Ownership costs are high relative to incomes in this area (nationally high home values and value-to-income ratios), which tends to reinforce reliance on rental housing and supports pricing power for well-positioned assets. Median rents in the neighborhood are also high by national standards, while rent-to-income levels indicate manageable affordability pressure for many local households—helpful for retention and delinquency management. School rating averages are not available, and investors should underwrite education quality at the sub-neighborhood level if relevant to the target renter profile.
The asset’s 1987 construction is newer than the local average vintage (1974), which can be a competitive edge versus older stock; however, capital planning should still account for aging systems and targeted modernization to sustain positioning against recently renovated comparables.

Safety indicators are mixed. Compared with neighborhoods nationwide, this area sits below the national middle on overall safety measures, and within the metro it ranks 116 out of 193—below the metro median. That said, recent trends show year-over-year improvement in violent incidents, while property-related offenses have been more volatile. Investors should underwrite security measures and operating practices that mitigate property-crime exposure while acknowledging the improving trajectory in violent offense rates.

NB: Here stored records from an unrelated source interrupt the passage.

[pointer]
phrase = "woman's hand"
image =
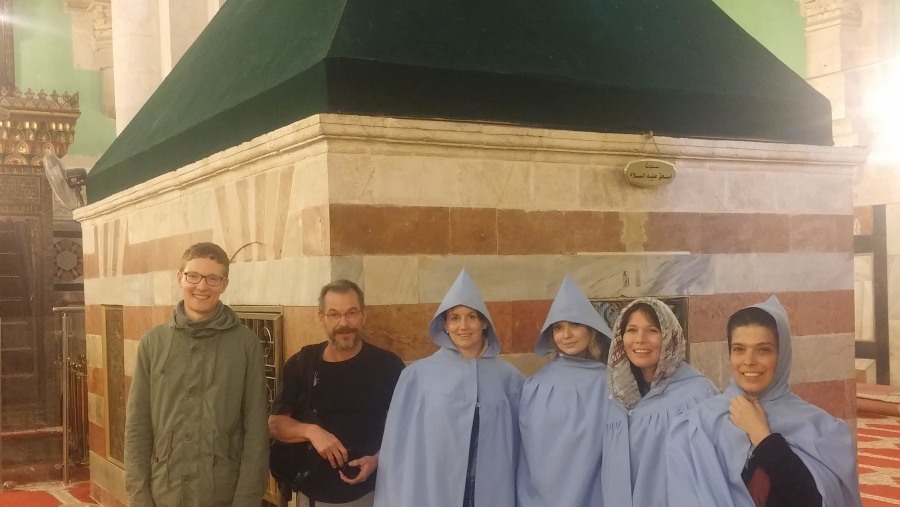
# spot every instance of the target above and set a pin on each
(748, 415)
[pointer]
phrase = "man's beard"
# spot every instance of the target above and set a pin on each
(343, 330)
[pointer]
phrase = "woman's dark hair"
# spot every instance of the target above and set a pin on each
(752, 316)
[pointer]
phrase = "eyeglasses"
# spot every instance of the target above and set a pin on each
(351, 315)
(211, 280)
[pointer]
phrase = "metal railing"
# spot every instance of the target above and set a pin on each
(73, 387)
(267, 322)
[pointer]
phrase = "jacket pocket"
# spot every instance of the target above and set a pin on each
(159, 462)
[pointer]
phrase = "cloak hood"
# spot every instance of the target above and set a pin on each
(571, 305)
(463, 292)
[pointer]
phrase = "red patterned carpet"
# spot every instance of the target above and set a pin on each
(879, 472)
(879, 459)
(48, 495)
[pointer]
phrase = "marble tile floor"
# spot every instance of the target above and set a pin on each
(48, 494)
(879, 472)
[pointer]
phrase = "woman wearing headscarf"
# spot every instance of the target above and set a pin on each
(452, 437)
(562, 407)
(651, 387)
(758, 444)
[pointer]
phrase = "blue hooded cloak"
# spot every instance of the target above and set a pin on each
(561, 415)
(637, 428)
(707, 452)
(425, 450)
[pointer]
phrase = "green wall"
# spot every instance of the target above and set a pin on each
(776, 24)
(42, 36)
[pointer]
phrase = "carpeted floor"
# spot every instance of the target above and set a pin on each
(879, 472)
(48, 494)
(879, 459)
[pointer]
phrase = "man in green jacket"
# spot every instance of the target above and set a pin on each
(195, 429)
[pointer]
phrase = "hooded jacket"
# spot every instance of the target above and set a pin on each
(707, 452)
(561, 415)
(637, 428)
(425, 451)
(196, 431)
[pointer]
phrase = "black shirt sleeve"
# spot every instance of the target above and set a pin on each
(791, 481)
(289, 388)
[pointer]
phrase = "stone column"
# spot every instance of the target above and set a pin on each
(136, 55)
(92, 44)
(181, 24)
(832, 33)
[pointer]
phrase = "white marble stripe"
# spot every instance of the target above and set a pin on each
(816, 358)
(108, 476)
(416, 279)
(412, 162)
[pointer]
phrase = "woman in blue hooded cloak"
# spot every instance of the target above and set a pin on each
(652, 387)
(452, 436)
(758, 444)
(561, 410)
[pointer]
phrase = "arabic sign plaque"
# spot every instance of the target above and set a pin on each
(649, 173)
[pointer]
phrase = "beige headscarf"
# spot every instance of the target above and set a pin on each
(622, 384)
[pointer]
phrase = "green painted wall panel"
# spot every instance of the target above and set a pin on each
(42, 36)
(776, 24)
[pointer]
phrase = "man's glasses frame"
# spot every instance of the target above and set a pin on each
(194, 278)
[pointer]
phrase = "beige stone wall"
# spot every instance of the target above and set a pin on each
(401, 205)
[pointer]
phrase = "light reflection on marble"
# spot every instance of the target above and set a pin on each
(804, 272)
(390, 279)
(679, 275)
(734, 273)
(819, 358)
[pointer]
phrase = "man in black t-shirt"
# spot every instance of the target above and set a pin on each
(335, 395)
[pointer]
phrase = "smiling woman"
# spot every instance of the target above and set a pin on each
(451, 436)
(651, 386)
(758, 444)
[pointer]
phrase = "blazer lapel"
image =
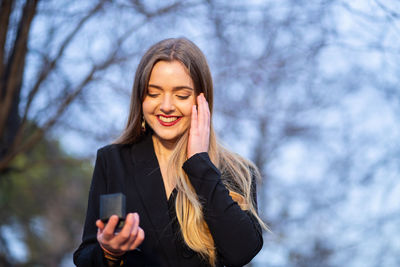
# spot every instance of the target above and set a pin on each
(150, 186)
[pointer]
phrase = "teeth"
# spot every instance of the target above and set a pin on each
(165, 119)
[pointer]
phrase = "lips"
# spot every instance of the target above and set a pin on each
(168, 120)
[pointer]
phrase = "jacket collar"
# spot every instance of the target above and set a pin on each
(150, 187)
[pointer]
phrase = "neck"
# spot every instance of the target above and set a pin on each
(163, 148)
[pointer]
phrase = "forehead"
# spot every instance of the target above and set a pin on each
(170, 72)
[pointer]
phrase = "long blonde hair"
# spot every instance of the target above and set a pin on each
(237, 173)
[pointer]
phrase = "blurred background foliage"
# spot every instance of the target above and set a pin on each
(306, 89)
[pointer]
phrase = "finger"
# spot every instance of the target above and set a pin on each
(100, 225)
(194, 122)
(203, 115)
(126, 246)
(108, 231)
(124, 234)
(139, 239)
(200, 108)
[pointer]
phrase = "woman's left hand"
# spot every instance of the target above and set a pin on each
(199, 135)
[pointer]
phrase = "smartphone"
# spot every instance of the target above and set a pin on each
(113, 204)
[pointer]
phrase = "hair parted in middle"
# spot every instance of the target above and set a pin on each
(238, 174)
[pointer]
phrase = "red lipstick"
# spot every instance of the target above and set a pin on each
(163, 123)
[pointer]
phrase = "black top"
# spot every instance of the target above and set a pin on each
(134, 171)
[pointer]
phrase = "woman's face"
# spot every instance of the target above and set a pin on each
(168, 102)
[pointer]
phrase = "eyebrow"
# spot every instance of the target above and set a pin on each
(176, 88)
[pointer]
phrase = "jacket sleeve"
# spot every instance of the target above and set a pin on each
(89, 252)
(236, 233)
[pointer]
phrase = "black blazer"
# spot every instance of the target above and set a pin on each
(134, 170)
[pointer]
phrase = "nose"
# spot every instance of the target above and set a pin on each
(167, 104)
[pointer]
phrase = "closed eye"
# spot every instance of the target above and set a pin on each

Nearby corporate offices provide a strong employment base that supports renter demand and retention, particularly for workforce and professional tenants. Key employers within commuting distance include Walmart Global eCommerce, Core-Mark Holding, SFO Airport Marriott Accounting Office, Celgene, and McKesson Ventures.
- Walmart Global eCommerce — corporate offices (4.3 miles)
- Core-Mark Holding — corporate offices (5.0 miles) — HQ
- Sfo Airport Marriott Accounting Office — corporate offices (7.5 miles)
- Celgene — corporate offices (7.8 miles)
- McKesson Ventures — corporate offices (8.8 miles)
This 1987-vintage Daly City asset benefits from a deep renter pool, strong amenity access, and proximity to major Bay Area employers. The neighborhood ranks in the metro’s top quartile, while elevated home values relative to incomes sustain reliance on rental housing. According to CRE market data from WDSuite, neighborhood occupancy sits below the metro median, so the investment case favors assets that can differentiate on renovations, unit mix, or operational execution to capture demand and drive renewals.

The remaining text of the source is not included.